There is, to answer the ending question of “The Poetry Deal,” no need to choose either to be the dancing lightning or one dancing between lightning versus to be the quasar, source of lightning. In Poetry, one can be both—or, it’s best to be both:

Poetry is our heart’s cry and our heart’s ease. It constantly renews our seeing: so we can speak the constantly changing Truth.

The lessons (of which I cite just a few) from her ars poetica essay resonate more when one knows of the life di Prima has lived (if you haven’t already, check out her Memoirs of a Beatnik and Recollections of My Life as a Woman: The New York Years). Her lessons aren’t theoretical—they are proven and distilled from an actual lived life.

This leads me to why I was moved to pick up the book again.

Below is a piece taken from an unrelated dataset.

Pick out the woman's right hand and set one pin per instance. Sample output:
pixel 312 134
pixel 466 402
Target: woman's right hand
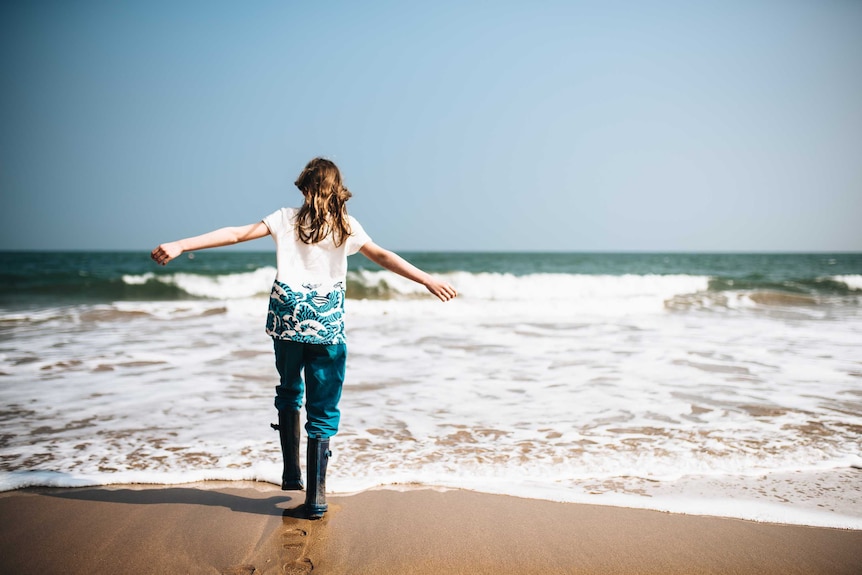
pixel 166 252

In “SOME WORDS ABOUT THE POEM,” di Prima also writes:

Poets speak truth when no one else can or will. That’s why the hunger for poetry grows when the world grows dark. When repression grows, when people speak in whispers or not at all, they turn to poetry to find out what’s going on.

Poetry holds the tale of the tribe—of each and every tribe, so when we hear it, we can hear each other, begin to know where we came from.

Since the presidential elections, I’ve heard more than one poet express the fear of getting the attention of the new administration which, after all, has not shied away from threatening those who would disagree with its policies. These poets shared their fear, and then, what happened? Well, they are poets, and so they continued on to protest—loudly—through their writings as well as their actions.

One can be scared of something and also rush to engage that something—that’s a paradoxical act facilitated by Poetry. For offering this reminder, this affirmation, di Prima’s The Poetry Deal is not just recommended but timely.

As for quasars? Well, over 20 years after they were first discovered, scientists came to agree on the “active galaxy theory as the source of quasars” such that several types of objects—quasars, blazars and radio galaxies—are actually all the same thing. They were thought initially to be different from each other only because they looked different when seen from different angles. This active galaxy theory raises (in classic Poetry leap) this question: is No. 45’s new administration really a … new threat?